Baca Juga: Tahan Banting, Perekonomian Indonesia Tahun 2023 Jauh dari Resesi
Merujuk data Badan Pusat Statistik (BPS), industri pengolahan nonmigas menjadi sektor yang konsisten dalam memberikan kontribusi paling besar terhadap PDB nasional. Pada kuartal III-2022, sumbangsih sektor manufaktur mencapai 16,10%, naik dibanding kuartal II-2022 di angka 16,01%.
“Dengan adanya andil besar dari sektor industri manufaktur, ekonomi kita terus tumbuh positif, yang pada kuartal III-2002 mencapai 5,72%, lebih tinggi daripada kuartal sebelumnya (5,45%). Bahkan, naik signfikan dibanding periode yang sama tahun lalu sekitar 3,51%. Indonesia memiliki fundamental ekonomi yang kuat dibanding negara-negara lain,” ungkap Agus.
Adapun, beberapa sektor industri yang mencatatkan kinerja pertumbuhan yang gemilang pada kuartal III-2022 antara lain industri logam dasar yang tumbuh sebesar 20,16%. Capaian ini didorong oleh peningkatan produksi besi dan baja serta naiknya permintaan dari luar negeri.
Selanjutnya, industri mesin dan perlengkapan yang tumbuh sebesar 17,67%, disusul industri barang logam, komputer, barang elektronik, optik, dan peralatan listrik (12,56%), serta industri alat angkutan (10,26%).
Berikutnya subsektor industri yang terindikasi terdampak melemahnya perekonomian global, misalnya industri makanan dan minuman, industri kimia, farmasi dan obat tradisional, industri barang galian bukan logam, serta industri furnitur.
“Kami akan kembalikan lagi kinerjanya agar lebih baik.
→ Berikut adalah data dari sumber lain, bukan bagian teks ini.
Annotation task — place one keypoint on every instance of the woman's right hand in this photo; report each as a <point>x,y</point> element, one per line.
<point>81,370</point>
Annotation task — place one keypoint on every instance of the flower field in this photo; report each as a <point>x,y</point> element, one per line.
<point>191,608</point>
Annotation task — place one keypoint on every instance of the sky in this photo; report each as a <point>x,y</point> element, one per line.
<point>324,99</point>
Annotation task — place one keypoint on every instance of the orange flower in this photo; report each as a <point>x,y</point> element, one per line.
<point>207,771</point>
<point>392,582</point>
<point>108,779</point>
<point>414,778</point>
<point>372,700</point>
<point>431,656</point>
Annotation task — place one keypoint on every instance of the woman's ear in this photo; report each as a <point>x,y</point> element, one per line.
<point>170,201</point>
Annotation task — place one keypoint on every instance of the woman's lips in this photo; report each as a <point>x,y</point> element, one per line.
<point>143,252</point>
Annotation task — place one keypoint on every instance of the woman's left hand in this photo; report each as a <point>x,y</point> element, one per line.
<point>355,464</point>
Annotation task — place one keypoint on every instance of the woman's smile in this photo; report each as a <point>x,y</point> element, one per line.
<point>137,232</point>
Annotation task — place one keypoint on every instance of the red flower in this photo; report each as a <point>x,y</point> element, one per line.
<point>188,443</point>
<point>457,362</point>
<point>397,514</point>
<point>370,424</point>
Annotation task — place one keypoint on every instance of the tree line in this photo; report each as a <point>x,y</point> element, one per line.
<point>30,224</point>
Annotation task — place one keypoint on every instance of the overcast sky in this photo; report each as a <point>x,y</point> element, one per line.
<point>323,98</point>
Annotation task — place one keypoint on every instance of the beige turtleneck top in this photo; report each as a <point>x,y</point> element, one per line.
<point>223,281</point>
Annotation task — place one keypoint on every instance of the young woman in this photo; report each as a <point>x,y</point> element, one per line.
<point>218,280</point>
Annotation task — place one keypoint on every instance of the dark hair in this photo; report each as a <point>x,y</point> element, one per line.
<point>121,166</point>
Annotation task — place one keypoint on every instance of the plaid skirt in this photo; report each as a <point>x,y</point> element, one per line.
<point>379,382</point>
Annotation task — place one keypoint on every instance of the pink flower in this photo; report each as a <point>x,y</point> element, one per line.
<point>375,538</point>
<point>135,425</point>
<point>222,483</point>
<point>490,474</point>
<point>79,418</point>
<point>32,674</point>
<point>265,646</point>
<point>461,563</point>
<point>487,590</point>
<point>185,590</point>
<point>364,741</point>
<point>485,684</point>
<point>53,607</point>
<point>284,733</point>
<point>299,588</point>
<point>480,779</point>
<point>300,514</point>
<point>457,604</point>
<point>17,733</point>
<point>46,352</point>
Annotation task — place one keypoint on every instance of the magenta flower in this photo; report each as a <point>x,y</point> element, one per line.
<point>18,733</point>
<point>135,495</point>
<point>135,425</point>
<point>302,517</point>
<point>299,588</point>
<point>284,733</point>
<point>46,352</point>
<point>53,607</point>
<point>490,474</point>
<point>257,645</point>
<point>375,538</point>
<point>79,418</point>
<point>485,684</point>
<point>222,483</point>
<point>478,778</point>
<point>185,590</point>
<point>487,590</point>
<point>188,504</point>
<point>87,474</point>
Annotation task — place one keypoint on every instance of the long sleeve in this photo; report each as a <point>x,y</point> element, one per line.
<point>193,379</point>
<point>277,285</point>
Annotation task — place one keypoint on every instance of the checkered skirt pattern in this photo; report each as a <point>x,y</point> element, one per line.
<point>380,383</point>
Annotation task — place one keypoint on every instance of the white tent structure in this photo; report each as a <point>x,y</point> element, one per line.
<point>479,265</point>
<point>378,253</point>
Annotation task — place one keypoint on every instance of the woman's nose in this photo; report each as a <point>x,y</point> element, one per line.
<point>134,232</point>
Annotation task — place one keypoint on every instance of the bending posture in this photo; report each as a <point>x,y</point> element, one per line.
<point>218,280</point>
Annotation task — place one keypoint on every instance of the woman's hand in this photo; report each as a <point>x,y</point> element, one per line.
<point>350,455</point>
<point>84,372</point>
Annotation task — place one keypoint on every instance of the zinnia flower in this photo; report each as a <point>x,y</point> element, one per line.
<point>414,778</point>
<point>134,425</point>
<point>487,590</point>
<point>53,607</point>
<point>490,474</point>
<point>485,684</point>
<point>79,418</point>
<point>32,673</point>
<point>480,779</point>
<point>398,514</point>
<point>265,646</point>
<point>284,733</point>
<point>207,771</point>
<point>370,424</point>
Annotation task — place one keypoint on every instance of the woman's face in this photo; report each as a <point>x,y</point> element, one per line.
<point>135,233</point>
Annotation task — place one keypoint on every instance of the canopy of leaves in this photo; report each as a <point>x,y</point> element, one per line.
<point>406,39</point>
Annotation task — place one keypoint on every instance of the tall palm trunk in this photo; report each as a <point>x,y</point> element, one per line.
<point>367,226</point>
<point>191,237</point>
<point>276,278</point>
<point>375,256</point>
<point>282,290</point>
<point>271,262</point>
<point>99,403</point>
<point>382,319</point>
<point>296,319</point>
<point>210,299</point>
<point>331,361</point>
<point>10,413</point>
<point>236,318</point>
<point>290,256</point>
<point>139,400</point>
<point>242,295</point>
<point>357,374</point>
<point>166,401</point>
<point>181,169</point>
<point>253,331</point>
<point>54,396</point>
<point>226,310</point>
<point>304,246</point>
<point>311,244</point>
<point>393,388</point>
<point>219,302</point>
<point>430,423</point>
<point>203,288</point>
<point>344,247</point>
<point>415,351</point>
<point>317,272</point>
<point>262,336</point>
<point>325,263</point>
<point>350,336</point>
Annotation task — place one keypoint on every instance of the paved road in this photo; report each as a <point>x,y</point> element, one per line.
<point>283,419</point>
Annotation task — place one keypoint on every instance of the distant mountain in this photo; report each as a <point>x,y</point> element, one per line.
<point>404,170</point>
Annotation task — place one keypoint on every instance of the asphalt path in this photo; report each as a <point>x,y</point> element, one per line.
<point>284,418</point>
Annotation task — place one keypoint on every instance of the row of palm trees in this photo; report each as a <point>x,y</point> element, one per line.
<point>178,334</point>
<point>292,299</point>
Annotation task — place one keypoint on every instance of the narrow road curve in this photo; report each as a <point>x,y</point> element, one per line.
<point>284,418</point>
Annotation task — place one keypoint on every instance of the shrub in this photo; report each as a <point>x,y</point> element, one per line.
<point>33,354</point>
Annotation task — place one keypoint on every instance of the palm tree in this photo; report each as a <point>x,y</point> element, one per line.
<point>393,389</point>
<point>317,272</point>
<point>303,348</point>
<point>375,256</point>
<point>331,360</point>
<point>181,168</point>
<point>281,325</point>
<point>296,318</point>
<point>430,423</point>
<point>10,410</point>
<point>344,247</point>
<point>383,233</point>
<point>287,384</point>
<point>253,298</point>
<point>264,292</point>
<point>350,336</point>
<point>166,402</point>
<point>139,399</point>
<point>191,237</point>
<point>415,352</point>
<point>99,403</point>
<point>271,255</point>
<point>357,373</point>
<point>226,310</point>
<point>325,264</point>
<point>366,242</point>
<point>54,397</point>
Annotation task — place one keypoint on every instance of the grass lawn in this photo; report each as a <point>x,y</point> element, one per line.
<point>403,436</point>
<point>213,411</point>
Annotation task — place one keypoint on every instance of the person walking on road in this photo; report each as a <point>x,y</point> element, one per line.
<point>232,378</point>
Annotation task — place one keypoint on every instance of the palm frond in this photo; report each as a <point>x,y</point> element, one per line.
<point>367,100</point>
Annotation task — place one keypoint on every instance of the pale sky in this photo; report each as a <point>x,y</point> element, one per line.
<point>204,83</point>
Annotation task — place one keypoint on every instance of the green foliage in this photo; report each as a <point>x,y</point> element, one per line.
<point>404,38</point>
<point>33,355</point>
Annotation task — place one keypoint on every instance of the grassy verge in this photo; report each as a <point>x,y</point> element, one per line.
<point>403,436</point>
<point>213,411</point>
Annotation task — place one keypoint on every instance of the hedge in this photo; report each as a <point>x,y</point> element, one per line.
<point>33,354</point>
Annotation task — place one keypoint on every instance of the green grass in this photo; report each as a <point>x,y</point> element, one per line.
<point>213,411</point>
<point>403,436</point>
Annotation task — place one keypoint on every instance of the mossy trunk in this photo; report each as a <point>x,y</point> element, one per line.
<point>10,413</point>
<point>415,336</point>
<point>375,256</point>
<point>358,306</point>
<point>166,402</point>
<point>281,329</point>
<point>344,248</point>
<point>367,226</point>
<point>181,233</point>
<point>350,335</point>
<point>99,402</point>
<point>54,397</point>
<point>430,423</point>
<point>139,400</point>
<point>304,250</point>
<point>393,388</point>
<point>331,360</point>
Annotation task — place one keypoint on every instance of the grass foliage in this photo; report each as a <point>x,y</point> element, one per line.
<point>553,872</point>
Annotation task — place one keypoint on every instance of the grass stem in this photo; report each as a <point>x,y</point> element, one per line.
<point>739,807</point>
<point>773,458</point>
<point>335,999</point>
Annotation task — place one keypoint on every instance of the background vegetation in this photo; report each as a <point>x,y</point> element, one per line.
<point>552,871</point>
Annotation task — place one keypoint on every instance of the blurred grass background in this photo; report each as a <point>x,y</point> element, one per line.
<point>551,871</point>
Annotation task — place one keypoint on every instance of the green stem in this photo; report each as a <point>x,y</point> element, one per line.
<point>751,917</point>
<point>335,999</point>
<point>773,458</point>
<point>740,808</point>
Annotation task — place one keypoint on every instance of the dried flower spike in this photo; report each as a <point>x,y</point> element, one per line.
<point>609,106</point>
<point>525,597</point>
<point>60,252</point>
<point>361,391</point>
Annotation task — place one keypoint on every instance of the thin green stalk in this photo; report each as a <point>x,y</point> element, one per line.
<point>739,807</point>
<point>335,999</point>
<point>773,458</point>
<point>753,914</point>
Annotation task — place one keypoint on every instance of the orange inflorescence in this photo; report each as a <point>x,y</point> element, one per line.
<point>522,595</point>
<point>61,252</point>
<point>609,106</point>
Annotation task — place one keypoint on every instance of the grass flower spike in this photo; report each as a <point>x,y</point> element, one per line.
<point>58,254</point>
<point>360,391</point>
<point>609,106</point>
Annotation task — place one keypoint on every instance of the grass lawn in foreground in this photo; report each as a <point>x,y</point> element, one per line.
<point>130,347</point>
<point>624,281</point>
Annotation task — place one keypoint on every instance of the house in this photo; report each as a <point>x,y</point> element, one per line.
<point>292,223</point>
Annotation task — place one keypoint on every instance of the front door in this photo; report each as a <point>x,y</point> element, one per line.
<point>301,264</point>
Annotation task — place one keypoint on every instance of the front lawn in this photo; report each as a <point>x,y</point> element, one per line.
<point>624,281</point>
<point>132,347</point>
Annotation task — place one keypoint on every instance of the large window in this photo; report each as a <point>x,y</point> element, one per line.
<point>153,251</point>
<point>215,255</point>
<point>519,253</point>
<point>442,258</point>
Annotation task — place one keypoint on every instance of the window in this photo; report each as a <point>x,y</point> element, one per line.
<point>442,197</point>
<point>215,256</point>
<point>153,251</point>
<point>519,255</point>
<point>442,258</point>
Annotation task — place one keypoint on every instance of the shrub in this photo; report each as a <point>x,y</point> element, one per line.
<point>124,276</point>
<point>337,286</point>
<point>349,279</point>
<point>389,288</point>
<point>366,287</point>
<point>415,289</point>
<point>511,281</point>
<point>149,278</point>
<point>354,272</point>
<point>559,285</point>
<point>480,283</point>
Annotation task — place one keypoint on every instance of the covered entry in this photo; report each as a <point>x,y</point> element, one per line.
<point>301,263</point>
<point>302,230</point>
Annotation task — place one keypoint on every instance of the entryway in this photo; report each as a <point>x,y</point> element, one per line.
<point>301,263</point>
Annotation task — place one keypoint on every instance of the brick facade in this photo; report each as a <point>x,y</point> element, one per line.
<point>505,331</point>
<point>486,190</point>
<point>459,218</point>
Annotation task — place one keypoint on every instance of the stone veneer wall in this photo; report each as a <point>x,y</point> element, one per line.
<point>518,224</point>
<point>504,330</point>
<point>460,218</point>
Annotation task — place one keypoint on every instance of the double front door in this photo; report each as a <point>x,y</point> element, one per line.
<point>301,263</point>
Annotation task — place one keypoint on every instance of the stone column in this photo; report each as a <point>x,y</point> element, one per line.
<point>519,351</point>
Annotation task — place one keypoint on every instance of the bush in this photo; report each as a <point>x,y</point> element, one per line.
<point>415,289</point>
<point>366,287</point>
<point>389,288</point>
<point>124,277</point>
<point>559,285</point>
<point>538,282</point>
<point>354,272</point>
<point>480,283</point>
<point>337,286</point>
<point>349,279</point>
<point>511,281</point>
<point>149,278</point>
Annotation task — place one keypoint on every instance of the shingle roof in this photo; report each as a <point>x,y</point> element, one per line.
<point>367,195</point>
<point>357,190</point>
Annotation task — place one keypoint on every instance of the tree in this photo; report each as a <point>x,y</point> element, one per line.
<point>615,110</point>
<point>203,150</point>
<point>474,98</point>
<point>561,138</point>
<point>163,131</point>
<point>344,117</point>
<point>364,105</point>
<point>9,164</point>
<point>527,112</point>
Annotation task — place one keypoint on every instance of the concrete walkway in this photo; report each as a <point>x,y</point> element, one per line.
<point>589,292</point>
Melambatnya ini antara lain karena permintaan dari luar negeri terganggu karena tekanan ekonomi global, khususnya di Eropa. Selain itu inputnya yang cukup tinggi, berkaitan bahan baku baik ketersediaan maupun harga. Salah satunya karena menguatnya Dollar Amerika Serikat,” kata Agus.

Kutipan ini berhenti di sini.